Let’s say, he says 1:30 on Thursday. I go, “Great.” I’m going to open my phone right there. I’m going to open my CRM. I’m going to open Solon’s contact, and I am going to launch the category PPS, Partnership Planning Session. I’m going to have it start seven days from today or on that Thursday. I’m going to recur that same time on that same day, every seven days, and I’m going to put an end date 12 weeks from the first one.

Then I’m going to put his email in and I’m going to alarm it and alert it, and I’m going to send him the invite. He’s either on the end of Zoom or we’re in person, and I’d like to say that if you’re building partnerships with agents and builders and so on, get, get back to face to face as fast as you can. It’s absolutely a deal maker.

Now, here’s what I’ve just done. I have time blocked 12 weeks of follow up with one agent and every seven days we’re going to have a phone call together. What can we do better together? How can we generate more business together? What needs do you have that I’m not meeting that I need to have? Those are three of the questions.

The fourth question is, what buyers have you met that you’re not sure are going to use you? Or what sellers have you met that you’re not sure are going to use you? Because on that you’re going to call, cross sell the agent and you’re going to lock and load the appointments for them.

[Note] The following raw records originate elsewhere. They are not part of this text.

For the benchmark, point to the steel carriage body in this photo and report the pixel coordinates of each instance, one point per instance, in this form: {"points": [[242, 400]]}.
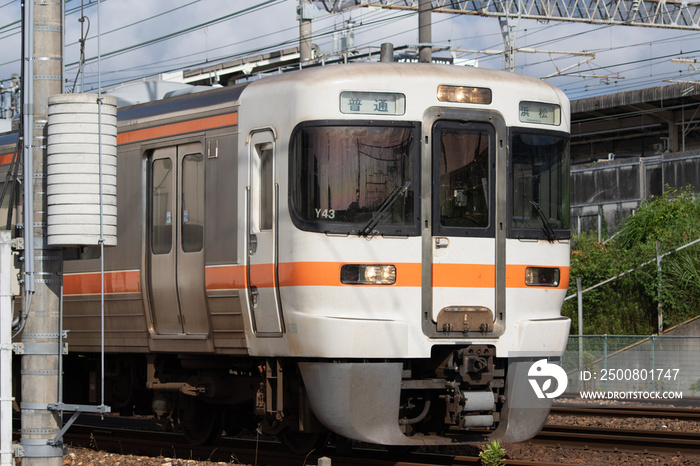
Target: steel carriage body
{"points": [[380, 250]]}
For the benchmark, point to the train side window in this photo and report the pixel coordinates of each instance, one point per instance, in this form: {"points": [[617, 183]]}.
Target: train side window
{"points": [[264, 152], [192, 213], [161, 202]]}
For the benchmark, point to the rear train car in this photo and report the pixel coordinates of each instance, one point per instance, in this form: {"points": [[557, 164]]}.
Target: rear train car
{"points": [[376, 250]]}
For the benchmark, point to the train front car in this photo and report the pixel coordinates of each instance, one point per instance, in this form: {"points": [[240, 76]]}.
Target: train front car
{"points": [[407, 244]]}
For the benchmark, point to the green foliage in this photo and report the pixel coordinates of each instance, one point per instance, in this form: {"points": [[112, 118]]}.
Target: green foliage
{"points": [[493, 454], [629, 304]]}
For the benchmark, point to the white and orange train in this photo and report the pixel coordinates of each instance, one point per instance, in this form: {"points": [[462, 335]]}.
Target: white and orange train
{"points": [[376, 250]]}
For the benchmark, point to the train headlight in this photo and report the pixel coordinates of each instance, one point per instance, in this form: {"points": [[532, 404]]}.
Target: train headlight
{"points": [[367, 274], [464, 95], [542, 276]]}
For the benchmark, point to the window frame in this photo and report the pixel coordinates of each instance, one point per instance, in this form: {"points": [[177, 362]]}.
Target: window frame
{"points": [[463, 231], [533, 233], [354, 228]]}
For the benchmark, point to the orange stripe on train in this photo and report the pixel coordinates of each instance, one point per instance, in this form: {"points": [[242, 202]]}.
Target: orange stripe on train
{"points": [[200, 124], [310, 274]]}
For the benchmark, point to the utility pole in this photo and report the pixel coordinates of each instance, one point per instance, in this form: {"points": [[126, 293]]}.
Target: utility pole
{"points": [[43, 76], [425, 37], [305, 17]]}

The fifth question, or the two that have to do with business development, are who are you showing property to that I’ve not had a consultation with to determine their ultimate purchasing power so that you you can set them up for success from the get go? Five questions and they take 15 minutes. You’re in the driver’s seat. If you understand that partnerships rule, and if you understand that if you don’t follow up, they’re not going to follow through, and if you understand the power of asking deep, compelling questions, then you’re going to have the ability to respond.

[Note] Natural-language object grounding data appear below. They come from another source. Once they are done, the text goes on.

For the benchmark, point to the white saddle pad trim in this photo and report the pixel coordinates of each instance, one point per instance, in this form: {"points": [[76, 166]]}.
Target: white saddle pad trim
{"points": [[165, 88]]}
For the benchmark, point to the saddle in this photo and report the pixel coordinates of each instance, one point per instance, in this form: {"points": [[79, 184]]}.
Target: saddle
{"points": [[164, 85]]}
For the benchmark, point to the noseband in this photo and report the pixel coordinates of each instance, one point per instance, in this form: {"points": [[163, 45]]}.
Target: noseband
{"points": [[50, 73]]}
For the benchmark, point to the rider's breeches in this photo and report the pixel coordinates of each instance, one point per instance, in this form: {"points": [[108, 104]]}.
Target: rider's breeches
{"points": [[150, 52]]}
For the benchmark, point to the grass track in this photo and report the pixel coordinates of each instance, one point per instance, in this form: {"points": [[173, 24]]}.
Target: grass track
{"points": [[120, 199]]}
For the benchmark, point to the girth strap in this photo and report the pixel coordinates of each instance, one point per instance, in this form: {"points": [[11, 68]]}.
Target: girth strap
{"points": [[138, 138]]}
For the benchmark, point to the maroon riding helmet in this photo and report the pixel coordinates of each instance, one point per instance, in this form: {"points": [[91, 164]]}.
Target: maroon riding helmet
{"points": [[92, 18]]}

Now, watch this. So if I have 20, let’s just keep it simple because it doesn’t have to just be agents. Well, let’s say I have 20 agents. If all they do is refer one qualified borrower a week to have a conversation with, that’s 20 a week, okay? That’s 80 conversations a month. What would happen if you could be so good at a borrower consultation? While you’re at it, download Talk Less, Sell More. It’s going to teach you the power of shorter questions where people close more rapidly.

What would happen if just 25% of those locked and loaded okay, pun intended, and you could count on that loan closing 90% of the time, 95% of the time? You’d be closing right now in the market we’re in, 18 loans a month. Just think about that for a sec. How good would that be for you? The pain is, if you don’t activate follow up, you’re not going to get the referrals, and if you don’t activate the circle of cash flow for a borrower you are working with, you’re not going to have access to all the other referrals tied to that.

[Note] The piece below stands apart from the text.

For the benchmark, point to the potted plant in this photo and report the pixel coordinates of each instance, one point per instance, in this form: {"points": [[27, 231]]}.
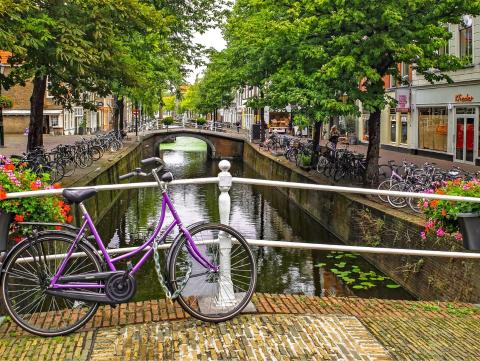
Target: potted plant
{"points": [[460, 219], [167, 121], [17, 177]]}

Ask Better Questions to Build Agent Relationships

Then the last point, really, really, really ask better questions. Fewer questions, we call it conversational productivity, fewer questions, more input, more emotion and then you have the emotion to sell to. Right now in today’s world, you need transparency and you need humanity before you can actually talk about the ability of your capability to get the loan done and then your reliability to be able to do that more and more and more and more.

Your action plan right now, activate the circle of cash flow on every deal to get more introductions to do the highest trust interview. Download that guide. Read the Talk Less, Sell More white paper and change your questions and listen, listen, listen, listen like you’ve never listened before.

This is all you have to do right now to get through, grow through and thrive through a volatile, changing, unpredictable economy. Okay. We’re here to help you. This is me out. Check.